Les Chutes-de-la-Chaudière, que je suis allé inaugurer il y a quelques jours, je rêve d'avoir un CLE comme celui-là dans mon quartier. Beauport, que je suis allé inaugurer, tout à fait satisfait de la qualité de l'accueil. Verdun, que nous allons inaugurer dans les prochains jours avec votre collègue, très, très, très satisfait - j'en suis convaincu - de ce qui va se passer dans son centre local pour l'emploi. Verdun, on va inaugurer ça vendredi, si ma mémoire est juste. Fleury aussi, prochainement, qu'on va inaugurer.

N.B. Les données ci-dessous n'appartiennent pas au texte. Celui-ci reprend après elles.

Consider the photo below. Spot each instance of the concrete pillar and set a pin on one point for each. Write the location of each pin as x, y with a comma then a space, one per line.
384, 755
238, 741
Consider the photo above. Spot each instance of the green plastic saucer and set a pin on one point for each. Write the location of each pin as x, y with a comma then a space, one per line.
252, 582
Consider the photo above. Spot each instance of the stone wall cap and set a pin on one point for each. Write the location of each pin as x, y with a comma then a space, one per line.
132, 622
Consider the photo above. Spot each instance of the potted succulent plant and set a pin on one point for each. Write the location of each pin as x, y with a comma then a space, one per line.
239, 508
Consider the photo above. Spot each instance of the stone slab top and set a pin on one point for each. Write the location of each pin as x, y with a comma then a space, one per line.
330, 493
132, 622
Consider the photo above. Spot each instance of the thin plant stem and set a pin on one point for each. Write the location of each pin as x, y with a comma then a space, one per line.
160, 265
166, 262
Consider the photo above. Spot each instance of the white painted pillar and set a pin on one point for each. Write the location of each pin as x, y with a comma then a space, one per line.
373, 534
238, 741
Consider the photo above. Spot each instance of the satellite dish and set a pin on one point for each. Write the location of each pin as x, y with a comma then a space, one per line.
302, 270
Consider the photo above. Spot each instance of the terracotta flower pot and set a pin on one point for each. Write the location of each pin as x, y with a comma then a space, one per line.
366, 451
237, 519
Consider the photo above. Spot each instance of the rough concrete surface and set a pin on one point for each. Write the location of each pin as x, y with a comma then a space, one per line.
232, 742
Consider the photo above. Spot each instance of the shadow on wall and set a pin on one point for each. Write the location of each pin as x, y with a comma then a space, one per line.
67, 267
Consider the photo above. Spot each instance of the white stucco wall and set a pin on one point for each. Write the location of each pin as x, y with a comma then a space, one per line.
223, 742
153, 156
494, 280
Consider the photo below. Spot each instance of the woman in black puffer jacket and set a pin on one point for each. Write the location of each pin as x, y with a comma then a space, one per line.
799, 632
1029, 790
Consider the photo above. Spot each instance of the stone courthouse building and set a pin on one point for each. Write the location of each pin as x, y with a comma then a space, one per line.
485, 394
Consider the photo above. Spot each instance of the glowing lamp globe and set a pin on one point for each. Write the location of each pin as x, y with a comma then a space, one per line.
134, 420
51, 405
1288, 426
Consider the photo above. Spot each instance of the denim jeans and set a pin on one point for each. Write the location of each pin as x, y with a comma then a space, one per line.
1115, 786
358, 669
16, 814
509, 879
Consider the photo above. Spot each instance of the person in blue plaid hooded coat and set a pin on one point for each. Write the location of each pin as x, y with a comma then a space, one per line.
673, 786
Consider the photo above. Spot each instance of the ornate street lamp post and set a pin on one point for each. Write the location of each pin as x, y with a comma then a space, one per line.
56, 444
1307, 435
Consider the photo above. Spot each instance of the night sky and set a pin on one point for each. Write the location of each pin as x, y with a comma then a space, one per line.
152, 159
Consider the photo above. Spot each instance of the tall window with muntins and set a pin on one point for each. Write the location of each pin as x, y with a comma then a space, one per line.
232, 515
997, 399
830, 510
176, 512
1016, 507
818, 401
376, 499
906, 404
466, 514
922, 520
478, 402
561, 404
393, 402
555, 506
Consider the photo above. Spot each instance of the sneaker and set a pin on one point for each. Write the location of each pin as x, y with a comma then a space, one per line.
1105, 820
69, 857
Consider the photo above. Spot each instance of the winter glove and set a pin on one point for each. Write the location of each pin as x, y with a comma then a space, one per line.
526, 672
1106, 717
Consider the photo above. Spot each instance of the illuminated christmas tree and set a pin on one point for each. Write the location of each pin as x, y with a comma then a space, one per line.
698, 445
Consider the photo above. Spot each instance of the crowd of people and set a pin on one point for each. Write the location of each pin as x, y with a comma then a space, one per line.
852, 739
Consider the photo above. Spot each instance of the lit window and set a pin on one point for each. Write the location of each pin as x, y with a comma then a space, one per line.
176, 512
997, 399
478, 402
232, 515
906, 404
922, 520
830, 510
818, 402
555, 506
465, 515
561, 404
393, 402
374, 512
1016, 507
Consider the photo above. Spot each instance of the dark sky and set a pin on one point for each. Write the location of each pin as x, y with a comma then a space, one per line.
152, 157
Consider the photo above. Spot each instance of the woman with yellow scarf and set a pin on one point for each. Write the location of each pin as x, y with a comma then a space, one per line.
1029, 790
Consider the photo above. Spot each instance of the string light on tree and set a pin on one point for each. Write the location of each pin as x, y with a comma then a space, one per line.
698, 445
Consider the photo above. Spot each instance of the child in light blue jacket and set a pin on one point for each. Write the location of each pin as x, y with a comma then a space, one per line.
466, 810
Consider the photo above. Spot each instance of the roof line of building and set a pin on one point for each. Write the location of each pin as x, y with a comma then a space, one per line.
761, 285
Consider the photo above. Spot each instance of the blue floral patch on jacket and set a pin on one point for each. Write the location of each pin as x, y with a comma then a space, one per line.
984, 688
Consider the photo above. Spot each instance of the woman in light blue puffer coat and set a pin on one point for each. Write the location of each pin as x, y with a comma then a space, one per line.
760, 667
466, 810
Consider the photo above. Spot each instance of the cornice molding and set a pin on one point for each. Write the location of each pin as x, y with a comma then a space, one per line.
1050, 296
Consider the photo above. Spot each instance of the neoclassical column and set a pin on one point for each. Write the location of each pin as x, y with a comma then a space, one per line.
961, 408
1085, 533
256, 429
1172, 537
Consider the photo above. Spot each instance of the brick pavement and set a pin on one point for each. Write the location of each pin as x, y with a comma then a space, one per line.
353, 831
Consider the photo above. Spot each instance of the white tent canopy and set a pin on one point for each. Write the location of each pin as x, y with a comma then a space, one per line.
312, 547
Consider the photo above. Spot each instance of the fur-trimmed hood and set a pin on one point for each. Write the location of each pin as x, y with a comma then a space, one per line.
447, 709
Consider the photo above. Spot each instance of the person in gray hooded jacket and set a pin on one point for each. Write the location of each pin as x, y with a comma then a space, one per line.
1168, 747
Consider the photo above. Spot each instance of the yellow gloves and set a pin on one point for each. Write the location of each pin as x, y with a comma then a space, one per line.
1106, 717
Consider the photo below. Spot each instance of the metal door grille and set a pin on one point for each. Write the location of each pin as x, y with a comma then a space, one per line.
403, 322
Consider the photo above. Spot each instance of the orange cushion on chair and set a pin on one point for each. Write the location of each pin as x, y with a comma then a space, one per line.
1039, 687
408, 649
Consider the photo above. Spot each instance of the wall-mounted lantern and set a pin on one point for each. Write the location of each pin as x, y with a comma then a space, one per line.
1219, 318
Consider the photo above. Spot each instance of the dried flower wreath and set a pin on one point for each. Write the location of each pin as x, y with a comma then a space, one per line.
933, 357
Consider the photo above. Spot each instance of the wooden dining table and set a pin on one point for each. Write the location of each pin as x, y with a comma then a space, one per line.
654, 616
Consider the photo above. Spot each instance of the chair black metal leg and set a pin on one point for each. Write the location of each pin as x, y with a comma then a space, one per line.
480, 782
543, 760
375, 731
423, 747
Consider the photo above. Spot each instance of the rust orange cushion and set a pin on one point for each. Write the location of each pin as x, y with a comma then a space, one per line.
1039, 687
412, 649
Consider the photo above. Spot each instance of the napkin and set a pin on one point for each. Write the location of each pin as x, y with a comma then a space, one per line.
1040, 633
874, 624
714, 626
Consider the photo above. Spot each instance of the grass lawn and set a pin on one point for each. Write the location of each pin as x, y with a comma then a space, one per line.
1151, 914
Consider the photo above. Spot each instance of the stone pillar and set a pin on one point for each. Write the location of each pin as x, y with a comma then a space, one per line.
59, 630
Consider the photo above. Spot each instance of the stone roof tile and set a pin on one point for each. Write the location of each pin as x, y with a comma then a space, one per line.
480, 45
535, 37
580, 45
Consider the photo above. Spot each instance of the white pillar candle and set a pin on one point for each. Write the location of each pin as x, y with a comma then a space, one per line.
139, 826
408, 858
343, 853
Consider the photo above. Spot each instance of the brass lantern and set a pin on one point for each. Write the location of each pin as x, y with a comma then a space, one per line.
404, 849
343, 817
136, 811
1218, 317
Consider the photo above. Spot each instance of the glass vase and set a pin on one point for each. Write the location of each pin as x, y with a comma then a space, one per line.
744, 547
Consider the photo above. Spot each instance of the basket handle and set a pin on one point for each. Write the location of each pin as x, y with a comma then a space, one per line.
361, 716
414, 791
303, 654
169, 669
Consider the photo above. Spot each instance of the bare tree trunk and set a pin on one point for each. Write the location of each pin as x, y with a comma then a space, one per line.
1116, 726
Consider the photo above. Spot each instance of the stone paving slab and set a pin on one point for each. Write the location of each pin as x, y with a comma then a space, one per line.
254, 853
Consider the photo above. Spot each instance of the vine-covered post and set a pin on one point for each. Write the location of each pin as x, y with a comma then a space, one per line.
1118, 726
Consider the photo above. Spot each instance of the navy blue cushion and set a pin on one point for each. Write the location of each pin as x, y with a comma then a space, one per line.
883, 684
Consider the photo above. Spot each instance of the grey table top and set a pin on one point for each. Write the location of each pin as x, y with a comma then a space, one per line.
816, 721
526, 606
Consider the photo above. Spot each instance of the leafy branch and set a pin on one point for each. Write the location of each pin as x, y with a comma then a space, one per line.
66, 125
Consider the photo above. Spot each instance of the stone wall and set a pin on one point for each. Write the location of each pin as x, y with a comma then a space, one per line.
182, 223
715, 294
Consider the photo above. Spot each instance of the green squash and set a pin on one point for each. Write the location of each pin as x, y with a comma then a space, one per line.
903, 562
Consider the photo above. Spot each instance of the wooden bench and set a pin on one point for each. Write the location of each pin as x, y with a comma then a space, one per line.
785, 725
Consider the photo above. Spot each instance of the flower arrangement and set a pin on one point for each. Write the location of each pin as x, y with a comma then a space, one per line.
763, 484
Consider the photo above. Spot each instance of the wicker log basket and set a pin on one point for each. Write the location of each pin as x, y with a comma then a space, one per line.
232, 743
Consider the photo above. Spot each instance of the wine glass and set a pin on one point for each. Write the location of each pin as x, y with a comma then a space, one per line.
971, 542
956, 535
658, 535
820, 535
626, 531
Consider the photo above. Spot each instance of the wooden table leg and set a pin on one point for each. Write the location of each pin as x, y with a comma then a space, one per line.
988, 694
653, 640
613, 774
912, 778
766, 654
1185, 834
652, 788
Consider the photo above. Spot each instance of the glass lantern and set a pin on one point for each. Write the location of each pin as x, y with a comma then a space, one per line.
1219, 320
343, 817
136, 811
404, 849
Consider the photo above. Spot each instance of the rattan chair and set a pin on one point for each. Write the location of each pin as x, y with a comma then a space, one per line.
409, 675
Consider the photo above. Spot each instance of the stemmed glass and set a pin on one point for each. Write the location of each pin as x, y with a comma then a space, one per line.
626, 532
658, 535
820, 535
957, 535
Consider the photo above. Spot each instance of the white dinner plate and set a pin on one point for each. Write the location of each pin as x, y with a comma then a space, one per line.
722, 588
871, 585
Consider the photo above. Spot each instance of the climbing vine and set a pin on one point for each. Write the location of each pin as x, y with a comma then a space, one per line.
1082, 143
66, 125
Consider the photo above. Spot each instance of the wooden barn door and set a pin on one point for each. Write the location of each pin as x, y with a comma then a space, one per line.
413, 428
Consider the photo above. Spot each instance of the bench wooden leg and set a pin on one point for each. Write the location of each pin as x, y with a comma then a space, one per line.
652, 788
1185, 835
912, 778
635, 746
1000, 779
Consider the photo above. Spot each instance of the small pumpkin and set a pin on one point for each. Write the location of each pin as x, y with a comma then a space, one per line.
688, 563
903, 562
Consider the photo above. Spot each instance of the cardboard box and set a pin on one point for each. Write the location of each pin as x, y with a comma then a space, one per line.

Donc, les choses bougent, les choses avancent, puis plusieurs des députés libéraux, lorsqu'on se présente dans leur comté pour inaugurer un CLE, sont les premiers contents.

Alors, je demande tout simplement, Mme la Présidente, que la députée nuance un peu ses propos. Les choses cheminent. 75 % des CLE vont être réglés pour juin, puis on avance, tranquillement pas vite. Ceci étant dit, est-ce que vous allez me demander de scraper des baux puis de continuer à payer pour des locaux vides, puis faire en sorte d'engager davantage de dépenses dans la mise sur pied des centres locaux pour l'emploi? La réponse, c'est non. Au fur et à mesure que les baux se terminent, on change les choses.

Mme Loiselle: Je ne vous demande pas d'annuler des baux, Mme la Présidente.

M. Boisclair: Bien, alors...

Mme Loiselle: Je ne demande pas au ministre d'annuler des baux.

La Présidente (Mme Gagnon-Tremblay): Alors, Mme la députée de Saint-Henri-Sainte-Anne.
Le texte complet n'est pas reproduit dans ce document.